Kids imagine famous lives from Black history
In the gymnasium of an Orlando homeless shelter, 9-yearold Laray’a Mondesir dons a thick cream-colored robe and printed head wrap and shuffles nervously to the microphone, her first time before an audience.
“I was born into slavery,” she begins, introducing a tale of brutality and heroism. “I was a conductor for the Underground Railroad.”
Laray’a, normally brimming with energy, makes for a soft-spoken but stoic Harriett Tubman, for which she earns enthusiastic applause from parents, siblings and staff at the Orlando Union Rescue Mission, where the children delivered their presentations Wednesday night.
Laray’a was followed by pintsized versions of Coretta Scott King, Shirley Chisholm, Maya Angelou and Thurgood Marshall, whose tenuous beard kept threatening to fall off.
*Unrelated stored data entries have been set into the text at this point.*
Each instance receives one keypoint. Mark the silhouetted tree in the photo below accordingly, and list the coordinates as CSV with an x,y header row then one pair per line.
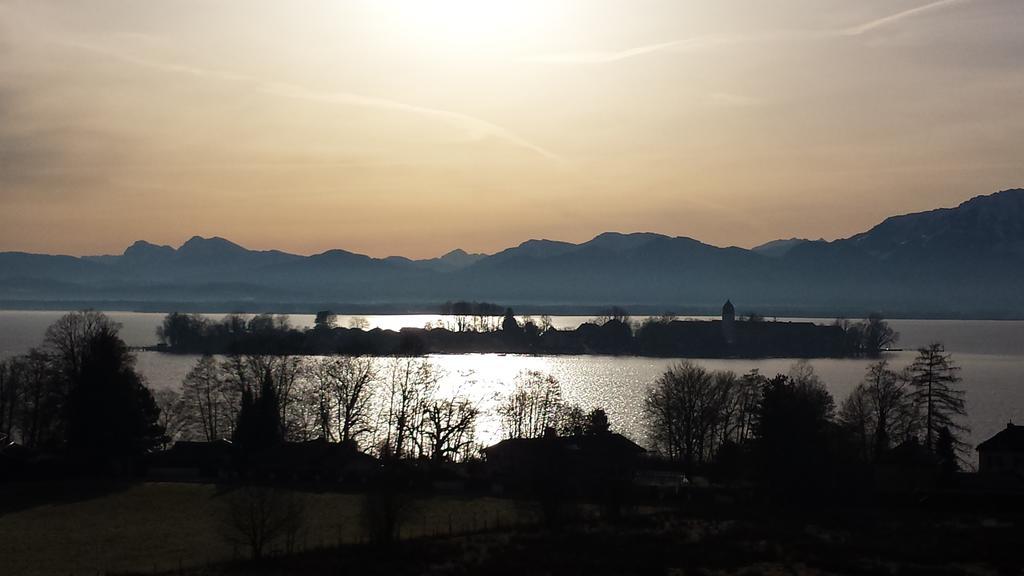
x,y
259,424
877,335
410,383
597,422
112,418
183,331
793,435
257,517
210,402
535,405
339,392
613,313
509,324
173,415
689,412
934,377
69,339
326,320
449,428
880,412
946,452
571,420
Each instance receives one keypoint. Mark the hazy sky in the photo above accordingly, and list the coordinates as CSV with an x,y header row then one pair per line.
x,y
415,126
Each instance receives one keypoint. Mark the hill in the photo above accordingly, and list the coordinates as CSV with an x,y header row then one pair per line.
x,y
962,261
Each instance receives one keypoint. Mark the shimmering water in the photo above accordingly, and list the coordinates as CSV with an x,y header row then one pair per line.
x,y
991,355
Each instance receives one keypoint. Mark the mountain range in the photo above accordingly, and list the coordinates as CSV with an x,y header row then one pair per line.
x,y
966,261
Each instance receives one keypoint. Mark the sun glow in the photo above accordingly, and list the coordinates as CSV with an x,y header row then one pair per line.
x,y
472,25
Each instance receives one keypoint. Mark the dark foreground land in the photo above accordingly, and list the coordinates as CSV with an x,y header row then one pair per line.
x,y
175,529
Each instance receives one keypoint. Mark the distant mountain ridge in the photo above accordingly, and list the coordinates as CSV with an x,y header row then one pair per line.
x,y
963,261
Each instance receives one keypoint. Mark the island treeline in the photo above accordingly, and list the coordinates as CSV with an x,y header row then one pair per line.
x,y
265,425
476,328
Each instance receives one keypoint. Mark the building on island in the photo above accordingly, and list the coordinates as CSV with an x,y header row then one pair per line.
x,y
729,323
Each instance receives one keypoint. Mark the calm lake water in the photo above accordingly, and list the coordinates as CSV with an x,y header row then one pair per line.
x,y
990,353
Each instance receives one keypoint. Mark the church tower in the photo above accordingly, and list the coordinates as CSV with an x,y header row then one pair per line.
x,y
729,323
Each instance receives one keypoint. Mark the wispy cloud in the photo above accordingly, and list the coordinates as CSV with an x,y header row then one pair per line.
x,y
891,18
473,127
712,41
597,56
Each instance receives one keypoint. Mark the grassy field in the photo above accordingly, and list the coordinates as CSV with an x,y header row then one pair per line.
x,y
160,526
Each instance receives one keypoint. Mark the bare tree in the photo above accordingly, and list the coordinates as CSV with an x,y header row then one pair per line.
x,y
617,314
934,378
535,405
449,428
691,411
341,392
11,389
880,410
410,383
258,517
173,415
283,373
210,401
68,339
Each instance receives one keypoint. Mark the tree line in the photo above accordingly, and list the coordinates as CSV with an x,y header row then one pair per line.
x,y
785,430
474,327
79,395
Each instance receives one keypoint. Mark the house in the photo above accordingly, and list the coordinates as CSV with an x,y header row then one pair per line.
x,y
1004,453
581,463
193,460
316,460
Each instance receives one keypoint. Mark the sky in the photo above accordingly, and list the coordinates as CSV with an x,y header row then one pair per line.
x,y
414,127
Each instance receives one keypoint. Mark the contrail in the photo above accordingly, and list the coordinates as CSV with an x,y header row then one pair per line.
x,y
475,127
701,42
693,43
876,24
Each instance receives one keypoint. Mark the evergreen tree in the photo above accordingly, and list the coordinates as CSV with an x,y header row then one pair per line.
x,y
112,418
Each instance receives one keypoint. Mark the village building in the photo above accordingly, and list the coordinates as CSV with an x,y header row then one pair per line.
x,y
1004,453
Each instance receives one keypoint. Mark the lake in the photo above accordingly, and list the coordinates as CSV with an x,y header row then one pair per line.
x,y
990,353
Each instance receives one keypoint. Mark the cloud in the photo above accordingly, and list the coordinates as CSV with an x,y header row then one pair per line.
x,y
891,18
695,43
476,128
705,42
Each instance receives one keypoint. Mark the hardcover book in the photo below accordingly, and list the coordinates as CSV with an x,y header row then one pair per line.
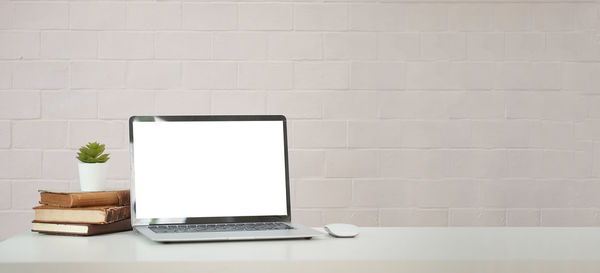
x,y
80,229
88,215
85,199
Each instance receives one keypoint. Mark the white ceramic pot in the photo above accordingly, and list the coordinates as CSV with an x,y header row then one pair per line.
x,y
92,176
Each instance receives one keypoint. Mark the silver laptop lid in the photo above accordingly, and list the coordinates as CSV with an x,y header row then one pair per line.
x,y
208,169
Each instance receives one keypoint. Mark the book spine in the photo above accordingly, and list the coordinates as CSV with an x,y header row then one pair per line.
x,y
116,214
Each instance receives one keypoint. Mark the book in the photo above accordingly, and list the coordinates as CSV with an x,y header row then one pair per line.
x,y
87,215
85,199
80,229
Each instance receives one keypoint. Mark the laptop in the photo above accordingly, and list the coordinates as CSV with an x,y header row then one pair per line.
x,y
211,178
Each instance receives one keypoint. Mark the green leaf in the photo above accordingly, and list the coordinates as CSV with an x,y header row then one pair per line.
x,y
100,149
103,158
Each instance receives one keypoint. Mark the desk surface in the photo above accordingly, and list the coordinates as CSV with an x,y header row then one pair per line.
x,y
428,249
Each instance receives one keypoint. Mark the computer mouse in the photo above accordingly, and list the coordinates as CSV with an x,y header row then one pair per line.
x,y
342,230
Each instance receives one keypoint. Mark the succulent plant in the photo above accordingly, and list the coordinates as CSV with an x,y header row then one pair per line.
x,y
92,153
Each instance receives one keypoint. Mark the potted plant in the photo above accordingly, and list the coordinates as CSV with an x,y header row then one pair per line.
x,y
93,168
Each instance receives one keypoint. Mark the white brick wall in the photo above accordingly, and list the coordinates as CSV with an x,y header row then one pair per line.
x,y
401,113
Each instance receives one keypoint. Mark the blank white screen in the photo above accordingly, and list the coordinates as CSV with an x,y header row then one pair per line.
x,y
209,169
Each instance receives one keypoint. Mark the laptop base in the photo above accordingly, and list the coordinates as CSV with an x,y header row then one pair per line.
x,y
298,232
But this tribute to Black History Month was not just a chance to play dress up. For children of color, disproportionately impacted by family homelessness, it was an opportunity to identify with some of the nation’s most selfless, brilliant and inspiring leaders, whose skin tones happen to match their own.
“It’s nearly unbearably cute,” said Fred Clayton, the mission’s president and CEO. “But it’s also profound.”
For Nevaeh Cintron, the 9-yearold who portrayed King — the author, activist and civil rights leader married to Martin Luther King Jr. — it was “exciting.”
“A lot of girls wanted to be this ballet dancer,” she said. “I forget her name. But when I read about Coretta Scott King, I really liked her. And I wanted to be somebody
like that.”
The idea came from professional photographer Ane Marie Tierney, of Phoenix, who stopped at the mission on a recent trip to Florida with her fiancé. They wound up staying for nearly two weeks, tutoring the school-age kids, leading Bible studies, helping in the preschool and serving meals.
Tierney suggested the children, most of them in elementary school, each choose a historical or heroic figure and be individually photographed in costume, striking a pose like their character once did.
And each Wednesday in February, the children put on a presentation offering a snapshot of history.
Tamiyah King, 7 — in a flight jacket, cap and scarf — became Bessie Coleman, the first African-American woman and first Native-American to hold a pilot license. Coleman, the daughter of share-croppers, attended flight school in France after American schools rejected her for being Black and a woman.
“She was really cool,” Tamiyah said. “But this hat is itchy.”